Pour Sama a été récompensé de l’Œil d’or, célébrant le meilleur documentaire de Cannes 2019, et à Châlons-en-Champagne, où il a été couronné du Grand Prix du Jury War on Screen.
Résumé : Waad al-Kateab est une jeune femme syrienne qui vit à Alep lorsque la guerre éclate en 2011. Sous les bombardements, la vie continue. Elle décide de rester à Alep et filme au quotidien les pertes, les espoirs et la solidarité du peuple d’Alep. Waad et son mari médecin, Hamza, sont déchirés entre partir et protéger leur fille Sama ou résister pour la liberté de leur pays.
Analyse : C’est un documentaire bouleversant, une terrifiante plongée au cœur de la guerre civile syrienne, à Alep, sans aucune censure ; la guerre telle qu’elle est vécue par ceux qui la subissent avec son cortège de morts, de blessés, et les larmes des survivants. Dans ce journal intime, écrit pour sa fille, et journal de guerre, Waad al-Kateab a filmé la résistance des habitants d’Alep. Alep « outragée… brisée… martyrisée » mais Alep qui n’a jamais été libérée.
C’est une résistante qui avec sa caméra, véritable arme contre l’oubli, dénonce et montre l’insupportable. On pleure devant ces deux enfants couverts de poussière qui sanglotent devant le cadavre de leur cadet qu’ils ont apporté à l’hôpital, ou devant l’image insoutenable de cette mère qui supplie son fils mort de lui parler et qui décide de porter seule son cadavre enveloppé d’un drap blanc hors de l’hôpital sous le regard impuissant des passants, ou encore devant les larmes de Hamza face à la destruction de son hôpital, le dernier d’Alep. Comment contenir notre émotion devant ces scènes d’horreur inimaginables ? Waad al-Kateab filme en direct un crime contre l’humanité, les cadavres d’opposants, jetés dans la rivière par le régime du dictateur syrien, que l’on repêche, les faces et les corps tuméfiés, mutilés des torturés que l’on ramène à l’hôpital, morts ou mourants. C’est de la part de cette jeune femme journaliste-citoyenne, d’une lumineuse beauté, un acte militant, la nécessité de témoigner pour sa petite fille de ce qu’a été leur courageuse résistance dans cette ville assiégée, affamée, détruite. Elle explique à son bébé leurs hésitations, leur culpabilité, se demandant si elle leur pardonnera d’être restés au risque de mourir dans une ville bombardée. Parce que pour elle et son mari, « pendant longtemps on était sûrs qu’on gagnerait » et parce « essayer de vivre ici normalement, c’est déjà résister au régime », c’est ne pas perdre. Elle s’étonne aussi sans acrimonie ni polémique, de l’indifférence de la communauté internationale. En effet, comment avons-nous pu laisser faire une telle barbarie à nos portes, et comment pouvons-nous nous poser des questions sur l’accueil de ces malheureux ?
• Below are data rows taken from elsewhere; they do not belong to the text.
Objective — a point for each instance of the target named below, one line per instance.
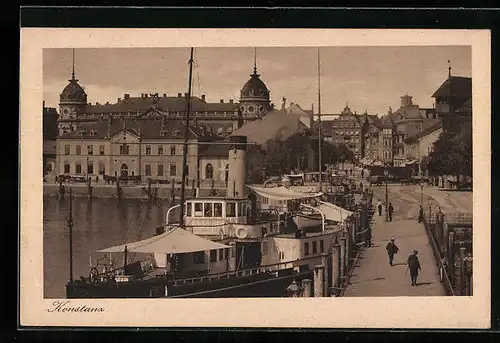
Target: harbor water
(98, 223)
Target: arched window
(209, 171)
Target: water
(98, 223)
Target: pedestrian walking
(390, 209)
(413, 264)
(420, 214)
(392, 249)
(379, 207)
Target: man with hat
(413, 264)
(391, 250)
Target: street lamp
(386, 173)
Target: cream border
(393, 312)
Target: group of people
(412, 263)
(389, 209)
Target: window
(159, 169)
(209, 172)
(124, 149)
(207, 210)
(265, 247)
(199, 257)
(231, 209)
(218, 209)
(213, 255)
(198, 209)
(102, 168)
(173, 169)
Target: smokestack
(237, 167)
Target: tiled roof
(466, 107)
(275, 124)
(460, 87)
(173, 104)
(49, 147)
(149, 129)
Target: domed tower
(254, 97)
(72, 103)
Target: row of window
(314, 248)
(124, 149)
(215, 209)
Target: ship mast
(186, 135)
(320, 163)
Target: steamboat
(220, 246)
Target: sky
(367, 78)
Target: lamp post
(386, 173)
(422, 194)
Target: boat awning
(174, 241)
(282, 193)
(333, 212)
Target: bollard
(319, 271)
(306, 288)
(342, 257)
(335, 267)
(462, 271)
(451, 256)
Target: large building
(219, 118)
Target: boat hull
(272, 284)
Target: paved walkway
(373, 276)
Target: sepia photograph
(256, 171)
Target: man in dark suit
(413, 264)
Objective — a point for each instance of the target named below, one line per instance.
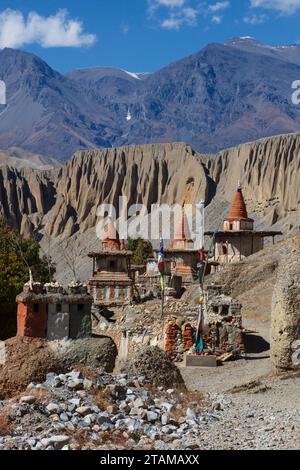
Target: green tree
(17, 257)
(142, 250)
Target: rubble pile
(30, 359)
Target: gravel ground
(257, 410)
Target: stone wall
(285, 317)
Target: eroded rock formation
(66, 199)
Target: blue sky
(139, 35)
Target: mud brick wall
(32, 320)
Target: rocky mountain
(60, 204)
(19, 158)
(224, 95)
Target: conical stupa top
(238, 209)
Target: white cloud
(219, 6)
(53, 31)
(283, 6)
(255, 19)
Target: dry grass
(102, 398)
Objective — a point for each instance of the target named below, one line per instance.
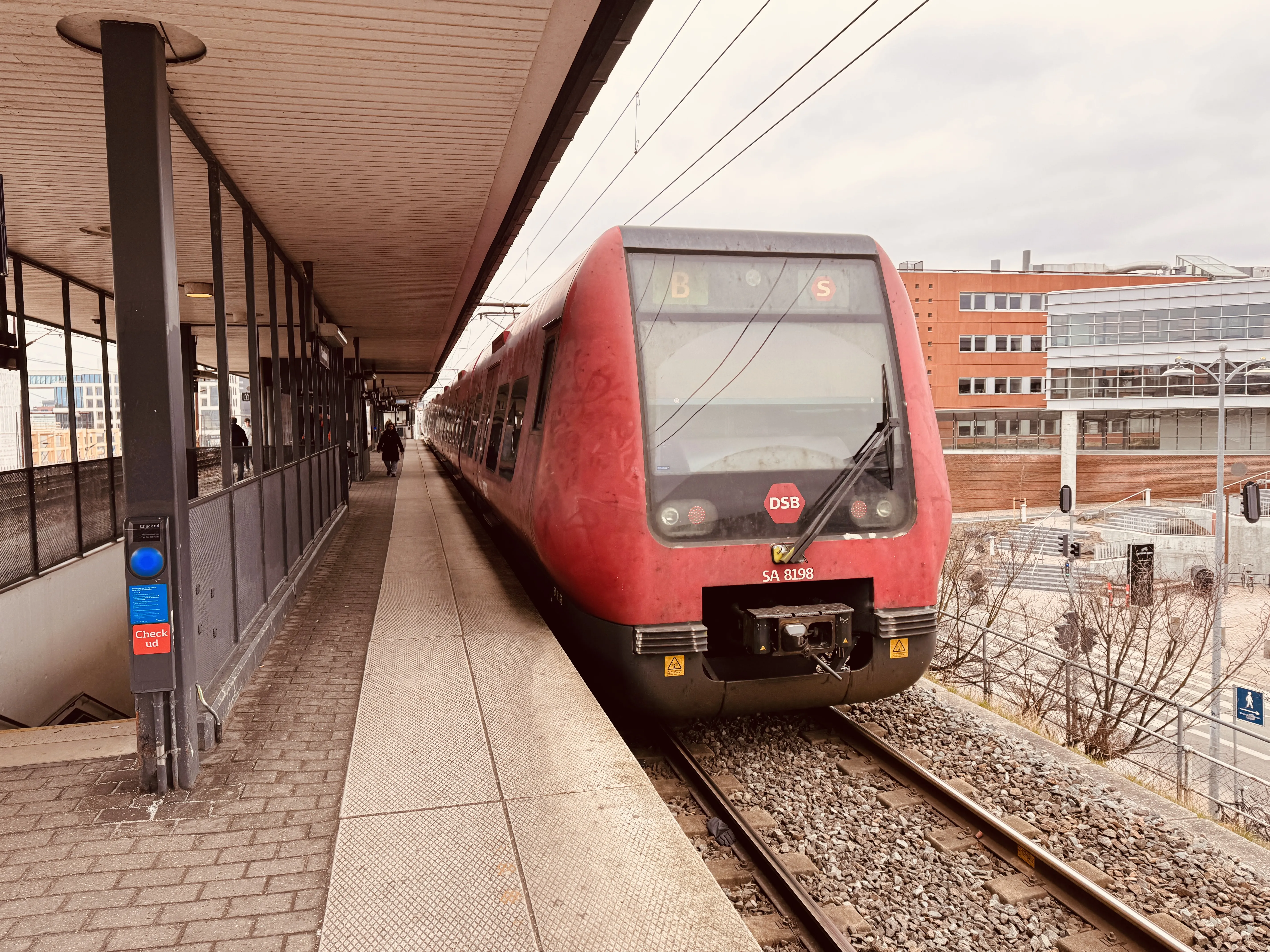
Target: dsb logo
(784, 503)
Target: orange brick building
(989, 328)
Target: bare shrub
(1163, 648)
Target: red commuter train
(719, 454)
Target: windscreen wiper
(844, 483)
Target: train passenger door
(512, 431)
(484, 417)
(472, 426)
(496, 428)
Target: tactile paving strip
(416, 605)
(491, 602)
(427, 881)
(420, 742)
(425, 859)
(622, 875)
(524, 686)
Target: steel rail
(806, 909)
(1083, 897)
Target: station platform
(489, 802)
(414, 766)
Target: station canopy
(398, 146)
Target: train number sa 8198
(794, 573)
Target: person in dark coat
(390, 449)
(239, 438)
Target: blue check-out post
(1250, 706)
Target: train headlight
(685, 518)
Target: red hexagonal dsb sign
(784, 503)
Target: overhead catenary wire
(596, 150)
(756, 108)
(657, 129)
(797, 107)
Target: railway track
(1114, 925)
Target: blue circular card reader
(147, 562)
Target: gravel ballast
(884, 864)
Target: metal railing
(53, 513)
(1065, 696)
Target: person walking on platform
(390, 449)
(239, 438)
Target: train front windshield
(763, 378)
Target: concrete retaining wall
(63, 634)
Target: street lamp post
(1179, 370)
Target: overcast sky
(1086, 131)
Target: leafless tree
(979, 587)
(1163, 648)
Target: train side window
(496, 428)
(540, 404)
(512, 431)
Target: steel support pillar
(152, 381)
(1069, 440)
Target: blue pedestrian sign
(1250, 706)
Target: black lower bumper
(686, 686)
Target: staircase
(1049, 578)
(1039, 541)
(1155, 521)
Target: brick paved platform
(243, 861)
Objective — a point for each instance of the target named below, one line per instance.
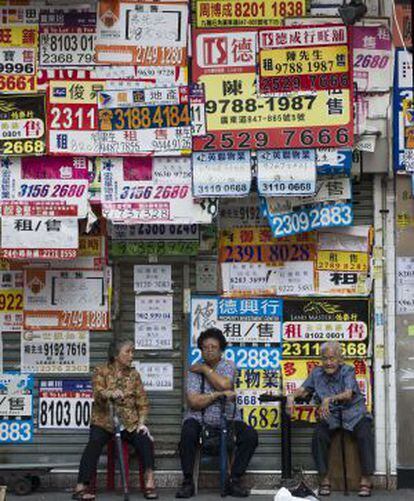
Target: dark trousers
(321, 442)
(99, 437)
(246, 443)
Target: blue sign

Mais ce documentaire n’est pas qu’un film de guerre. Il est aussi un journal intime sur l’amour qui naît entre la journaliste et le médecin qui partagent la même cause. Waad filme également leur mariage, elle, ravissante en robe de mariée, scène qui semble surréaliste dans ce chaos ambiant, mais qui nous fait oublier la guerre ; la naissance de leur petite Sama, puis plus tard d’une autre petite fille, toujours sous les bombes ; leur quotidien avec une famille d’amis qui, comme eux ont décidé de rester, moments d’intimité chaleureuse, pleins d’énergie, drôles parfois malgré tout.
Un documentaire terrible, indispensable, qu’on ne peut, ni ne doit, éviter.